Morozov quickly became a celebrity among the scientific and literary elite of St. Petersburg. In 1907-1911, he published more than 80 volumes, ranging from textbooks to poems. He became a member of the Russian Society of Physics and Chemistry, Russian Astronomical Society and an honorary member of the Moscow Society of Lovers of Natural Sciences. Morozov was listed as a teacher and professor of so many courses – world and physical chemistry, biology, and astronomy. It’s only unclear how he managed to focus on at least one subject.

However, when Morozov met the great scientist Dmitry Mendeleev in 1906 and presented his views on chemistry , Mendeleev was not impressed and did not accept his ideas. Experts, such as mathematician Boris Rosenfeld, were quite harsh and called Morozov's mathematical works "amateurish".

The new chronology

Portrait of Nikolai Morozov in his later years by G. Vereyskiy

After the October Revolution of 1917, Nikolai Morozov managed to keep his estate in Borok. This was crucial for him, because it was a matter of survival as he had no other way to earn an income. He arranged that the Council of People's Commissars transfer the estate to him for life and exempt it from all state levies and taxes. For the rest of his life, Morozov continued to work in various positions in the USSR and constantly promoted his scientific works, including his pseudo historical research that was very controversial.

Morozov's study in his house in Borok

According to Morozov’s research, there was no history before the 1st century AD, at which time the wheel and the axe were invented. Then, in the second century, humans began to work with bronze and iron. His ‘research’ was published in a book that was titled Christ, in which he stated all his ideas. The book was more than 5,000 pages long and was published over the course of 1924-1932 on the personal order of state head of state security Felix Dzerzhinsky, and with the consent of Vladimir Lenin and Anatoliy Lunacharsky who was the People’s Commissar for Education.

The Bolsheviks considered Morozov a living communist legend, and they did not want to offend him in any way. However, Lunacharsky himself wrote about Morozov's book as follows: "Personally, I am familiar with the book. It is completely crazy, trying to prove on the basis of a ridiculous calculation [...] that Christ did not live in the first century, but rather in the fifth century, and thereby on the basis of this, denying the existence of such persons as Caesar and deeming that as myths..."

Nikolai Morozov in his later years, photo

Later, Morozov sought a meeting with Stalin, hoping to show him his work on the chronology of Russian history, but the Soviet leader refused to meet with him or read his works.
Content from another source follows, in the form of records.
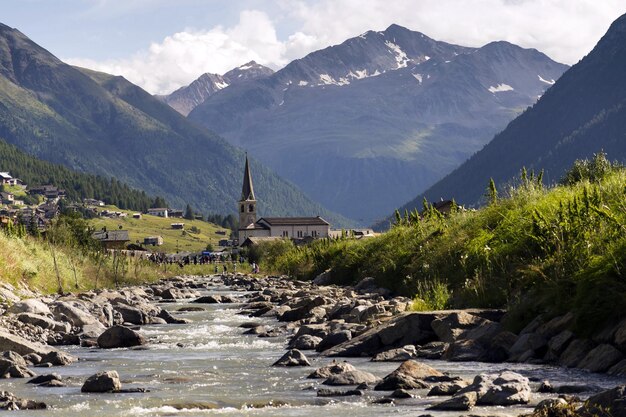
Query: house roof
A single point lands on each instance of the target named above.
(255, 240)
(294, 221)
(247, 191)
(112, 236)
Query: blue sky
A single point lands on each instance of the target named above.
(164, 44)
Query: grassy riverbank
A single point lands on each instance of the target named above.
(534, 251)
(29, 261)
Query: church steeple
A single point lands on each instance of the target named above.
(247, 191)
(247, 204)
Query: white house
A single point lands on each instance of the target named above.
(285, 227)
(161, 212)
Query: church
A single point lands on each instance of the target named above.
(273, 227)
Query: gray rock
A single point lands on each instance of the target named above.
(58, 358)
(401, 393)
(44, 322)
(132, 315)
(208, 299)
(601, 358)
(20, 345)
(76, 312)
(9, 401)
(449, 327)
(32, 306)
(108, 381)
(293, 358)
(462, 402)
(13, 357)
(619, 369)
(325, 392)
(432, 350)
(464, 350)
(560, 342)
(410, 375)
(334, 368)
(45, 378)
(405, 329)
(606, 403)
(527, 342)
(575, 352)
(447, 388)
(165, 315)
(354, 377)
(506, 388)
(305, 342)
(619, 337)
(120, 336)
(396, 355)
(32, 358)
(334, 339)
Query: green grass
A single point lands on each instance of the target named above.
(537, 251)
(148, 225)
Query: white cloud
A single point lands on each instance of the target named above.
(564, 29)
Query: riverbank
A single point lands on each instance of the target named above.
(275, 314)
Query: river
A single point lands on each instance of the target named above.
(208, 368)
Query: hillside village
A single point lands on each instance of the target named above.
(163, 230)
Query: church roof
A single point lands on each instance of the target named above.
(247, 191)
(294, 221)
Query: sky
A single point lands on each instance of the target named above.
(162, 45)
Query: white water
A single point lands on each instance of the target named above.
(218, 366)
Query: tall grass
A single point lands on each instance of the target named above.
(533, 250)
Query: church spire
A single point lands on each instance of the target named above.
(247, 191)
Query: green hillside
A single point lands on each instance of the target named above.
(541, 251)
(194, 238)
(98, 123)
(583, 113)
(77, 185)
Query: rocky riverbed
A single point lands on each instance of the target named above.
(236, 345)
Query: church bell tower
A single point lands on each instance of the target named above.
(247, 203)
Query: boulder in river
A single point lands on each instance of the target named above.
(396, 355)
(462, 402)
(410, 375)
(108, 381)
(9, 401)
(333, 368)
(354, 377)
(506, 388)
(20, 345)
(606, 403)
(293, 357)
(120, 336)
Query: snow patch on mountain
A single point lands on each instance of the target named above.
(545, 81)
(401, 57)
(500, 88)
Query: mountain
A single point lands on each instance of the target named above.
(185, 99)
(103, 124)
(365, 125)
(583, 113)
(77, 185)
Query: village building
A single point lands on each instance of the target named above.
(7, 179)
(115, 239)
(161, 212)
(273, 227)
(153, 240)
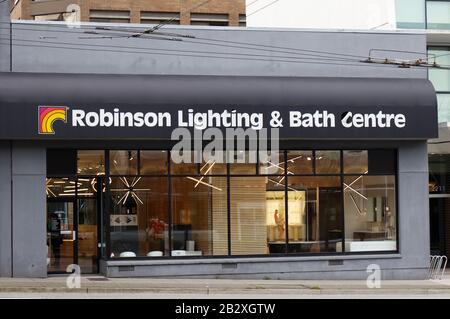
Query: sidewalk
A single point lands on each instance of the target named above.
(227, 287)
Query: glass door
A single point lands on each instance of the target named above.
(73, 207)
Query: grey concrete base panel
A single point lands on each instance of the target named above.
(410, 263)
(326, 268)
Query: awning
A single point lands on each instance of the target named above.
(35, 106)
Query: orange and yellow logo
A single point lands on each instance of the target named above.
(48, 115)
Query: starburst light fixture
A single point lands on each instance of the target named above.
(130, 190)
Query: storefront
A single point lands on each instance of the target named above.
(92, 175)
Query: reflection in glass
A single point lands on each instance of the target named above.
(244, 163)
(272, 164)
(356, 162)
(187, 166)
(319, 203)
(153, 163)
(199, 216)
(139, 216)
(300, 162)
(328, 162)
(248, 211)
(370, 213)
(90, 162)
(440, 77)
(123, 162)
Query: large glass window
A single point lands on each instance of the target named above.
(438, 15)
(256, 216)
(199, 216)
(356, 161)
(443, 108)
(123, 162)
(370, 213)
(328, 162)
(410, 14)
(306, 201)
(300, 162)
(440, 78)
(318, 201)
(153, 163)
(139, 216)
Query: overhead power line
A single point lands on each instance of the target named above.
(165, 52)
(262, 8)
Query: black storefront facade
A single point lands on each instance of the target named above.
(348, 188)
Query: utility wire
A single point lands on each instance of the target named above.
(323, 55)
(223, 43)
(182, 53)
(262, 8)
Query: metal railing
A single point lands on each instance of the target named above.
(437, 266)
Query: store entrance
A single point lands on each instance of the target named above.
(73, 211)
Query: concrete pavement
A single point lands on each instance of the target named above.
(219, 288)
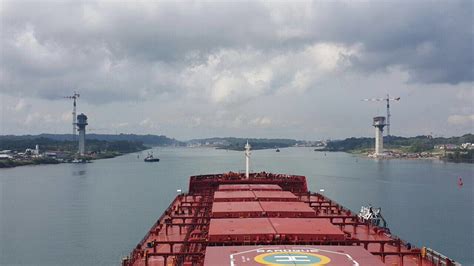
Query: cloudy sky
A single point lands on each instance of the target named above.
(248, 69)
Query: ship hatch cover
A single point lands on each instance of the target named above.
(290, 255)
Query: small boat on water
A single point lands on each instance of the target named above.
(151, 158)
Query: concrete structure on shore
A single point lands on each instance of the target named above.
(81, 127)
(379, 124)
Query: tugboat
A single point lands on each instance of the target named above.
(150, 158)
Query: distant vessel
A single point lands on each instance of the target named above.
(150, 158)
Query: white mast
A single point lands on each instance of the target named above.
(247, 159)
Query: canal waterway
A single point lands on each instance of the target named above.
(94, 214)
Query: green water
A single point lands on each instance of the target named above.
(94, 214)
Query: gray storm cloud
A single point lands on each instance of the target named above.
(226, 54)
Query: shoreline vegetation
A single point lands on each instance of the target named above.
(452, 149)
(54, 149)
(59, 148)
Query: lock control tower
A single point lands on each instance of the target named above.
(379, 124)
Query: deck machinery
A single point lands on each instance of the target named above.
(268, 219)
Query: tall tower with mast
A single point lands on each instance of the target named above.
(247, 160)
(75, 96)
(387, 99)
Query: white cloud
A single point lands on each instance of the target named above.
(461, 120)
(261, 122)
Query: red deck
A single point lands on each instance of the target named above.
(290, 255)
(253, 222)
(275, 195)
(249, 187)
(306, 229)
(236, 209)
(234, 196)
(287, 209)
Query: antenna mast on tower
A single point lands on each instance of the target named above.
(388, 99)
(74, 97)
(247, 160)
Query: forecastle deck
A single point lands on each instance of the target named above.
(268, 219)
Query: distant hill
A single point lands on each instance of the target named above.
(152, 140)
(415, 144)
(232, 143)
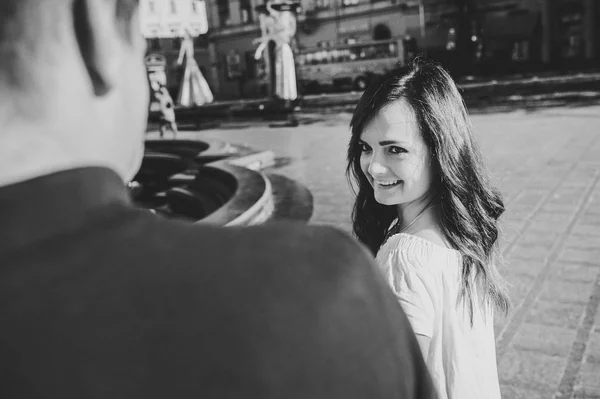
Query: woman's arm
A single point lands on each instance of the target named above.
(424, 342)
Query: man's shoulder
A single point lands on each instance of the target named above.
(288, 236)
(272, 243)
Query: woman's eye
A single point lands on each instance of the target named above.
(397, 150)
(364, 147)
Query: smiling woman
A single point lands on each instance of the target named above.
(426, 208)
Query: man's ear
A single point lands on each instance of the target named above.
(95, 31)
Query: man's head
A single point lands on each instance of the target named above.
(72, 77)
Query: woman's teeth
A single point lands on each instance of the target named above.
(388, 183)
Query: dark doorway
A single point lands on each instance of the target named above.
(382, 32)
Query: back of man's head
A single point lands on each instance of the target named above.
(69, 67)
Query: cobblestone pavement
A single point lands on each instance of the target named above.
(547, 163)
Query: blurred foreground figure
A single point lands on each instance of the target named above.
(99, 299)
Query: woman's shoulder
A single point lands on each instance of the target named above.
(420, 249)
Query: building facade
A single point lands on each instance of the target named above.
(504, 34)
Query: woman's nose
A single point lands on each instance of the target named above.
(376, 167)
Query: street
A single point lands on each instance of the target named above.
(547, 164)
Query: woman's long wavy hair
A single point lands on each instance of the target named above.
(470, 205)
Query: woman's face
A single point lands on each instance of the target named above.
(394, 157)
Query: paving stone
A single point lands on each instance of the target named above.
(513, 392)
(564, 291)
(530, 251)
(553, 341)
(520, 285)
(581, 229)
(531, 368)
(585, 255)
(583, 241)
(588, 381)
(566, 315)
(528, 266)
(576, 272)
(592, 351)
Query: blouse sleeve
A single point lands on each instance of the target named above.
(414, 286)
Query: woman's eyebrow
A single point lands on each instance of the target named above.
(392, 142)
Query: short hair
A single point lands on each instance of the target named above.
(26, 26)
(470, 204)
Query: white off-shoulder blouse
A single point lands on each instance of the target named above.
(426, 279)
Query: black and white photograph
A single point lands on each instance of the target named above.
(276, 199)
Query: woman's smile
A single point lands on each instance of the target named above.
(386, 184)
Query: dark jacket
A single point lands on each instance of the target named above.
(99, 299)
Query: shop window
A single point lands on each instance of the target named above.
(233, 67)
(349, 3)
(224, 12)
(322, 4)
(251, 65)
(520, 51)
(246, 11)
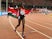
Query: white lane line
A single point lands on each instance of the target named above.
(40, 24)
(39, 32)
(14, 29)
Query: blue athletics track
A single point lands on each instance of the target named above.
(37, 26)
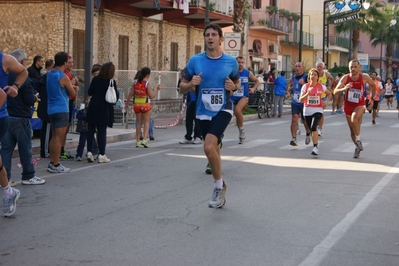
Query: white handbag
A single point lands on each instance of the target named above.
(110, 95)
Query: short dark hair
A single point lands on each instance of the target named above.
(37, 58)
(49, 63)
(144, 72)
(216, 27)
(95, 68)
(60, 58)
(107, 71)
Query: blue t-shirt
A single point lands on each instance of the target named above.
(3, 83)
(191, 97)
(212, 97)
(280, 86)
(296, 90)
(243, 91)
(397, 89)
(57, 96)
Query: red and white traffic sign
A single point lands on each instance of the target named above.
(232, 41)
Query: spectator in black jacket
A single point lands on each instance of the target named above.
(19, 129)
(34, 69)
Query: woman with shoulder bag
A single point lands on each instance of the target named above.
(142, 92)
(100, 113)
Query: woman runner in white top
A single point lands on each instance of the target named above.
(389, 93)
(311, 94)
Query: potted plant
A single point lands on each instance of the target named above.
(262, 22)
(212, 6)
(284, 13)
(271, 9)
(295, 17)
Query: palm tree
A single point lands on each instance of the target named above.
(386, 32)
(240, 15)
(361, 24)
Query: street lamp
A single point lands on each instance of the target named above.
(301, 33)
(393, 22)
(326, 28)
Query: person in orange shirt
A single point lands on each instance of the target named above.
(353, 86)
(379, 89)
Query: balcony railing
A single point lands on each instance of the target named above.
(307, 38)
(219, 6)
(342, 42)
(272, 21)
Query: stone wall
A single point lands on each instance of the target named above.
(46, 28)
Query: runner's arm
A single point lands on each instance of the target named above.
(254, 79)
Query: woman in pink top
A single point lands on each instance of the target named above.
(313, 105)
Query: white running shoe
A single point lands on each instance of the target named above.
(197, 141)
(10, 202)
(90, 157)
(103, 159)
(307, 139)
(57, 169)
(241, 136)
(315, 151)
(34, 181)
(186, 141)
(218, 197)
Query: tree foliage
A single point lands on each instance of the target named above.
(373, 14)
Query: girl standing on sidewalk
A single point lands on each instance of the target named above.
(142, 92)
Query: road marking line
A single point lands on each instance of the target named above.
(276, 123)
(252, 144)
(322, 249)
(334, 124)
(393, 150)
(347, 147)
(95, 163)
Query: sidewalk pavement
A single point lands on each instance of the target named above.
(121, 133)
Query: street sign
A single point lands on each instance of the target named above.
(347, 17)
(364, 61)
(232, 41)
(233, 53)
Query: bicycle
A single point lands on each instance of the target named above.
(265, 103)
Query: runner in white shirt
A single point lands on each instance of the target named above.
(311, 96)
(389, 93)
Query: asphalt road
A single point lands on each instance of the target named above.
(284, 205)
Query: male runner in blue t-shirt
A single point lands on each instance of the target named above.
(298, 79)
(8, 64)
(212, 75)
(240, 96)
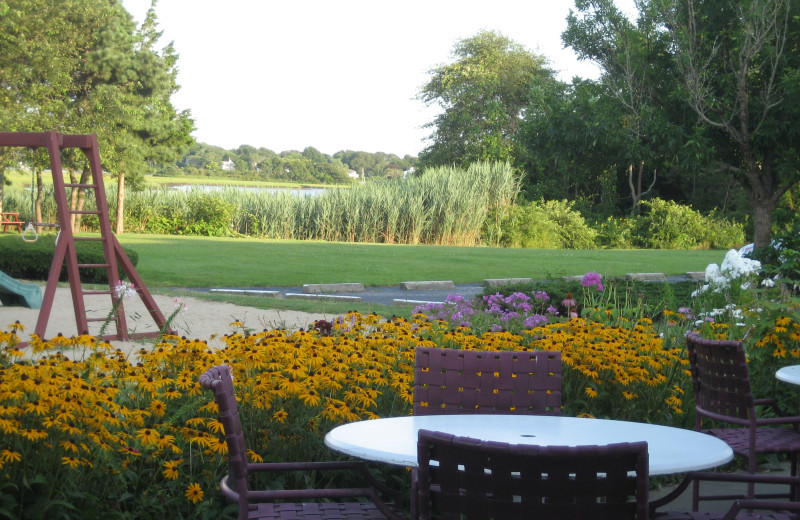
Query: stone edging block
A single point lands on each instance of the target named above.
(399, 302)
(647, 277)
(497, 282)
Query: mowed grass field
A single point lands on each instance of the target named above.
(176, 261)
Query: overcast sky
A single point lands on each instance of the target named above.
(335, 75)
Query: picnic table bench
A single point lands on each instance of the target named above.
(10, 218)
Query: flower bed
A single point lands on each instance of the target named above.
(145, 435)
(102, 437)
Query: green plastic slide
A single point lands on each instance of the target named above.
(14, 292)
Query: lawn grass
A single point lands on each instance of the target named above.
(172, 261)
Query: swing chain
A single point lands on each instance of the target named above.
(31, 229)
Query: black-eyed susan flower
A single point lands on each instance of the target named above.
(194, 493)
(171, 469)
(148, 436)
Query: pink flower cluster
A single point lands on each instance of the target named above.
(592, 280)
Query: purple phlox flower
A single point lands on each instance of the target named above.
(592, 280)
(541, 295)
(521, 297)
(534, 320)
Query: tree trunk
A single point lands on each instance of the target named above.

At the same time, however, Morozov's birthday jubilees – 70 and 80 years – were celebrated with full state honors. In 1934, he became an Honored Scientist of the RSFSR. In 1944, while World War 2 raged, Morozov's 90th birthday was celebrated in Borok. Two years later, he died there in 1946. 

Eventually, his controversial ‘new chronology’ was forgotten in the post-war Soviet era and today, his very odd research remains known to a few enthusiasts, simply as a bizarre curiosity of Russian intellectual history.